On the positive, the weather has gotten a little bit less stuffy, so it should be easier to ride. Unless the hills take over the torture and continue to torment me on a completely different level. And, unsurprisingly, they do. There are moments when I expect my bike to flip backwards for the slants are this steep.
During my lunch break, I pop into another female cyclist. She’s not touring but doing her regular daily run on a race bike. We start talking and she suggests a safer, less-hilly alternative to my current route. She also offers to put me up for the night. And feed me dinner. Needless to say, she has actually won me over the moment she mentioned the fewer hills and needn’t go further. Up until now, I have been quite religiously following the Trans American trail, as designed by the Adventure Cycling Association.

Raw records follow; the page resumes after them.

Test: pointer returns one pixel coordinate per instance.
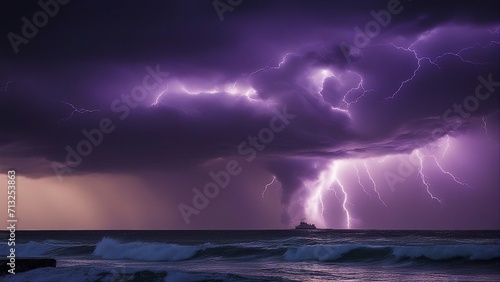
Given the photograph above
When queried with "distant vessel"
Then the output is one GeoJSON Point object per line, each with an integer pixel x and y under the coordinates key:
{"type": "Point", "coordinates": [304, 225]}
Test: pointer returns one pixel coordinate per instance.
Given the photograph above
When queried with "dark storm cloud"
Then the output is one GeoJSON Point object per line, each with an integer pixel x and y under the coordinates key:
{"type": "Point", "coordinates": [91, 53]}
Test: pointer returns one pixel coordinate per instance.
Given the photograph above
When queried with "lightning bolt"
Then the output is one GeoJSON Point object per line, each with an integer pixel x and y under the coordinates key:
{"type": "Point", "coordinates": [447, 146]}
{"type": "Point", "coordinates": [359, 180]}
{"type": "Point", "coordinates": [411, 49]}
{"type": "Point", "coordinates": [267, 186]}
{"type": "Point", "coordinates": [374, 185]}
{"type": "Point", "coordinates": [344, 203]}
{"type": "Point", "coordinates": [157, 100]}
{"type": "Point", "coordinates": [459, 53]}
{"type": "Point", "coordinates": [417, 58]}
{"type": "Point", "coordinates": [423, 177]}
{"type": "Point", "coordinates": [484, 126]}
{"type": "Point", "coordinates": [76, 110]}
{"type": "Point", "coordinates": [6, 86]}
{"type": "Point", "coordinates": [456, 179]}
{"type": "Point", "coordinates": [357, 88]}
{"type": "Point", "coordinates": [315, 207]}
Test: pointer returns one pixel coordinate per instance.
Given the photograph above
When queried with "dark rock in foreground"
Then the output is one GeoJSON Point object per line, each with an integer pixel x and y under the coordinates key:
{"type": "Point", "coordinates": [25, 264]}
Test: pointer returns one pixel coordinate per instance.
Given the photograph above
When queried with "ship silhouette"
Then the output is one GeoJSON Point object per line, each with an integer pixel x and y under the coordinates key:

Today though, to be honest, I am totally up for a personalised “Springfield spur.” And so, off we go.
The route is lovely, scenic, almost flat and it’s really refreshing to be able to cycle with another female cyclist. And talk. And have no cars toot us off the road.
We get to Terry’s and I get to meet Bill: her husband and a recumbent cycling enthusiast. Turns out, he’s got many hidden talents and one of them is playing the guitar and singing. Once we get started on music, we keep on singing and dancing until late into the night. I am having the time of my life. On 2.5 hours of sleep.
I think I should actually drop everything and become a professional musician.